ROME // Prime Minister Silvio Berlusconi's hopes of surviving a crucial no confidence motion in parliament on Tuesday hangs by a thread, with political commentators predicting the outcome could be decided by as little as a single vote.
The 74-year-old media tycoon has gone through one of his toughest years in 2010, an "annus horribilis" of scandal and bitterness that has badly undermined his leadership and left his struggling centre-right government in disarray.
A split with a group led by former ally Gianfranco Fini in July cost him a secure parliamentary majority and after months of stalemate, a no confidence motion in parliament on Tuesday seems likely to be decided by just one or two votes.
If Berlusconi loses either in the lower house or a separate motion in the Senate, he will have to resign, opening the way to either a new government appointed by President Giorgio Napolitano, or fresh elections which are not due until 2013.
But as the date labelled "B-Day" by Italian media approaches, a campaign of promises and arm-twisting has been underway to detach wavering deputies from the rebel camp and the government has been increasingly hopeful of getting through.
"I am optimistic," Roberto Cota, governor of the Piemonte region and a leading figure in Berlusconi's Northern League coalition partners, told SkyTG24 television on Sunday.
Political number crunchers in the media and parliament on Sunday estimated Berlusconi may just have the numbers to survive with 314 possible votes against 313 for the combined opposition.
The result remains extremely uncertain and could depend on last-minute changes of heart or outside factors such as whether any of three heavily pregnant deputies expected to vote against the government has to be absent from the chamber.
Fini declared on a Sunday talk show that even if Berlusconi does survive, he would be condemned to impotence.
"If the no confidence motion does not pass, we will have a government that's just trying to survive," he told state broadcaster RAI. "That's not stability, that's vegetating."
The vote will be closely watched on bond markets which are on high alert over the euro zone debt crisis and which could turn on Italy, one of the most heavily indebted countries in Europe, if the situation threatens financial stability.

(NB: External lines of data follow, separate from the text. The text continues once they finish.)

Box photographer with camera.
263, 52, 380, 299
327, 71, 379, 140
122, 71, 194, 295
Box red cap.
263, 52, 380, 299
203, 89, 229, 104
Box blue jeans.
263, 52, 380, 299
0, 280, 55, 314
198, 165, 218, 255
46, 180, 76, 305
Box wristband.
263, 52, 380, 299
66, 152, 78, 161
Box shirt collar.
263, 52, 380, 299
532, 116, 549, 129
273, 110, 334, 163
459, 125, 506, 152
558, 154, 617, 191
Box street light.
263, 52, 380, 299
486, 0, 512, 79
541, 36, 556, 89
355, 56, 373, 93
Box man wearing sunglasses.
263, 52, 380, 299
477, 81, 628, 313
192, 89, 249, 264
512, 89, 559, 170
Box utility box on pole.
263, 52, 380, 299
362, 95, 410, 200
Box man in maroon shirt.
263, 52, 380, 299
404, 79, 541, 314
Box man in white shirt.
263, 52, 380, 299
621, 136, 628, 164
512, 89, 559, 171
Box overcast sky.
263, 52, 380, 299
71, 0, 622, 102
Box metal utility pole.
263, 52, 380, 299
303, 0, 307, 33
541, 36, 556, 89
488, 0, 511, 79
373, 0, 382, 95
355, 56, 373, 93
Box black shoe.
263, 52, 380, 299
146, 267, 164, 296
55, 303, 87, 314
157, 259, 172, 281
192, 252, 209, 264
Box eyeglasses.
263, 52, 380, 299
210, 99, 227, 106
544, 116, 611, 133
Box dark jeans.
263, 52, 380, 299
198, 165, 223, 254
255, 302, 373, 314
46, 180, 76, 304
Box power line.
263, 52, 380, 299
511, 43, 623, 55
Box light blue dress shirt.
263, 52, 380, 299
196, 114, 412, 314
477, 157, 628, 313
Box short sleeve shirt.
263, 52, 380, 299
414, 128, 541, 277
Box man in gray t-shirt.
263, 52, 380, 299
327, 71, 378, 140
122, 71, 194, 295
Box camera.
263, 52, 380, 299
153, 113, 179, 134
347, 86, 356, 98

Even if Berlusconi scrapes through, there is little confidence that he will have the strength to push through the kind of reforms authorities such as the Bank of Italy believe are needed to address deep-seated problems in the economy.
An alarming jump in the premium investors demand to hold Italian debt rather than benchmark German bonds last month underlined the danger, although the interest rate spread has since come back from the record levels it hit on November 30.
"However it finishes, there are grounds to be sceptical about the immediate future of the country," Il Sole 24 Ore, the financial daily often seen as the mouthpiece of the Italian business establishment, wrote in an editorial on Sunday.
Berlusconi's image abroad was summed up this month by a US diplomatic report made public on WikiLeaks that labelled him "feckless, vain and ineffective as a European leader" and described him as being exhausted by hard partying.
At home, however, he has a well-deserved reputation for being able to speak directly to the gut instincts of many Italian voters, who have long shrugged their shoulders at reports of their prime minister's gaffes and dalliances.
His flamboyance, charisma and the chronic disunity of the centre-left opposition have put him at the centre of politics ever since he first won power in 1994 in the wake of corruption scandals that overturned the old Italian ruling order.
But scandals like his connection with a teenaged nightclub dancer that took place as unemployment has crept up and problems such as the chronic garbage crisis in Naples which have gone unresolved have chipped away at his authority.
"I don't think anything good will come of it," Rome resident Giuseppe Rispoli told Reuters Television.
"Berlusconi will stay in power because people just want to be allied to those with power and they stay for generations."